В отличие от своих учителей, Хабермас всегда находил причины быть позитивным и честолюбивым в отношении политических реформ. Его карьеру можно считать героически обнадеживающим ответом пессимистическим работам его учителей и преобладающему в Европе интеллектуальному Zeitgeist[26]. Если Адорно, как и Маркс, почти ничего не сказал о том, как должно выглядеть хорошее или разумное общество, а постструктуралисты вроде Фуко чрезвычайно подозрительно относились к институтам вообще, то Хабермас большую часть своей карьеры посвятил написанию книг, устанавливающих условия, которые наилучшим образом обеспечивают индивидуальную автономию, а значит, наделяют индивидов возможностями сопротивления обезличивающей природе капитализма и разлагающему влиянию государственного управления. Тогда как Хоркхаймер и Адорно связывали эмансипацию с отказом адаптироваться к существующим общественным отношениям, Хабермас возлагал большие надежды на то, что социальную реальность можно изменить, создав истинно демократические институты, способные противостоять разлагающим последствиям капитализма.
Но Адорно, возможно, был прав в своем отчаянии. Третий рейх действительно остался у нас позади, но сами мы живем в эпоху, когда приверженность демократии переживает далеко не лучшие времена. Представление о хорошо функционирующей публичной сфере кажется нелепой мечтой эксцентричного оптимиста. После того как я изложил эти сомнения Хабермасу, я получил следующий ответ: «Налицо серьезные основания для беспокойства. Некоторые уже стали думать, что авторитарные массовые демократии обеспечат функционально безупречную модель в условиях глобальной мировой экономики… Сегодня многие напуганы возрастающей социальной сложностью, опутывающей индивидов все более плотными контекстами действия и коммуникации.
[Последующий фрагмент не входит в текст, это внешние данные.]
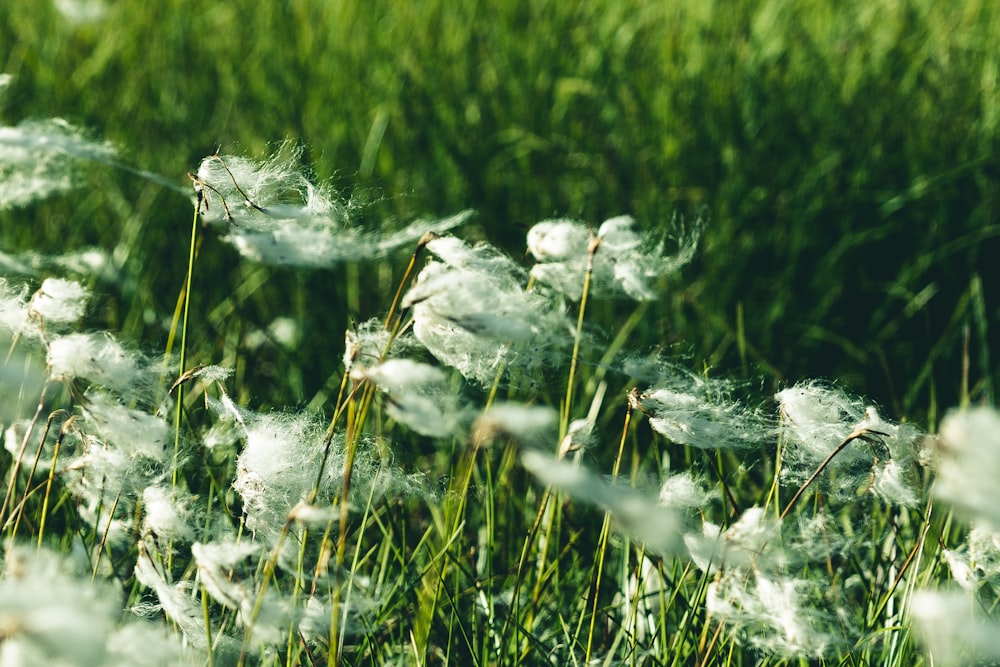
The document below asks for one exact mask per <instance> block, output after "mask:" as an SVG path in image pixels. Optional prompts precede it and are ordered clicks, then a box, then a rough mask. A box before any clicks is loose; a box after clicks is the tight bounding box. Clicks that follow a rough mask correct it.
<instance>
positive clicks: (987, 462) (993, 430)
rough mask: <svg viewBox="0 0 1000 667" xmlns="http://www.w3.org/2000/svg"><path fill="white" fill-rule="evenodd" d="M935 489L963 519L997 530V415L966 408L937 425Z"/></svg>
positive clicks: (998, 446) (989, 408)
mask: <svg viewBox="0 0 1000 667" xmlns="http://www.w3.org/2000/svg"><path fill="white" fill-rule="evenodd" d="M939 441H940V448H939V451H938V454H937V460H936V463H935V465H936V472H937V481H936V487H935V488H936V490H937V495H938V497H940V498H941V499H942V500H945V501H947V502H948V503H950V504H951V505H952V506H953V507H955V508H956V509H958V510H960V511H961V512H962V513H964V514H965V515H966V516H968V517H970V518H973V519H977V520H980V521H984V522H987V523H988V524H990V525H991V526H993V527H994V528H1000V502H998V500H1000V497H998V495H997V480H998V479H1000V412H997V411H996V410H995V409H993V408H986V407H980V408H970V409H967V410H961V411H953V412H949V413H948V414H947V415H946V416H945V418H944V420H942V422H941V432H940V437H939Z"/></svg>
Под влиянием таких настроений представление о том, что граждане политического сообщества все еще могут оказывать коллективное влияние на судьбу своих обществ через участие в демократическом процессе, также осуждается интеллектуалами как заблуждение, доставшееся по наследству от Просвещения. Либеральная уверенность в идее автономной жизни сейчас сведена к индивидуальной свободе выбора потребителей, существующих за счет капельных вливаний со стороны случайных структур, которые зависят от привходящих обстоятельств»{685}. Однако эта свобода выбора – а Хабермас понял это еще из книг первого поколения Франкфуртской школы, в частности Маркузе, – совсем не была свободой в собственном смысле слова. Как и Маркузе, Хабермас прилагал все свои старания к тому, чтобы создать свою теорию пути выхода из одномерного общества.